We used meta-analysis to determine the overall summary OR for each lesion outcome. Study-specific ORs comparing Arg/Arg versus Arg/Pro or Pro/Pro were combined using the DerSimonian and Laird random-effects model, which takes into account heterogeneity among studies in addition to within-study variance (60) . The presence of heterogeneity between studies was tested using the inverse-variance method, which approximates a χ2 distribution (60 , 61) . We also examined the tendency for small studies to exhibit large effect estimates by testing for funnel plot asymmetry (62) .
We used meta-regression analysis to identify characteristics contributing to heterogeneity. A random-effects weighted linear regression model was used, whereby the study-specific log OR was regressed on the study characteristic variable of interest (63 , 64) . The weights for the regression incorporated both the within-study variance as well as the between-study variance, estimated using restricted maximum likelihood (63 , 65) . Because of the small number of studies in each meta-regression analysis, we examined each study characteristic in a univariable model. However, we attempted to explore for the presence of any important confounding in multivariable analysis. Results were expressed as ratios of the odds ratios (RORs) comparing the mean OR in studies with the characteristic to the mean OR among studies without the characteristic (62) . RORs equal to 1 indicated no difference in the mean ORs between groups. All statistical tests were two sided, and P < 0.05 was considered as statistically significant. All analyses were conducted in Stata version 7 (Stata Corp., College Station, TX; Ref. 64 ).
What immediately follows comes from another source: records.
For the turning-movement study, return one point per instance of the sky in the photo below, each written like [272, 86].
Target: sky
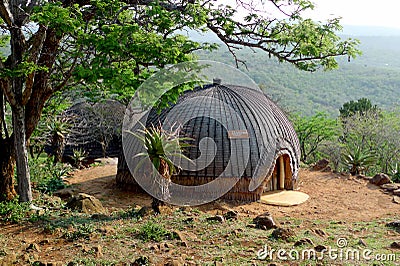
[359, 12]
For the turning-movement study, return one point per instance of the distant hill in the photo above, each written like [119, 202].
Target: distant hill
[375, 75]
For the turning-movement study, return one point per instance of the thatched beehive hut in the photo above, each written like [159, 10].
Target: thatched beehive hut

Fifty articles published between 1998 and 2002 were identified (Table 1)⇓ ⇓ . All studies were in the English language except for one that was in Spanish (53) . An additional study in the Chinese language based on 15 cases and 20 controls was identified; however, the English abstract did not provide sufficient information for data extraction (66) . Three studies did not include a disease-free control group; thus, ORs were not available for the meta-analyses and meta-regressions (30 , 37 , 40) . Crude ORs were extracted or calculated for all studies except two where adjusted ORs were used (39 , 57) . In one study, individual age matching was used; however, the comparison did not conform to our main comparison of Arg/Arg versus other genotypes (32) . Therefore, we calculated the OR using an unmatched analysis. One investigation in the meta-analysis of ADC was actually conducted on cases of ADC in situ (17) . Six investigations in the meta-analysis of LSIL were among unspecified SILs (20 , 23 , 33 , 35 , 42 , 45) . In total, there were 24 analyses of ICC (no histology specified), 22 of SCC, 4 of ADC, 22 of HSIL, and 18 of LSIL.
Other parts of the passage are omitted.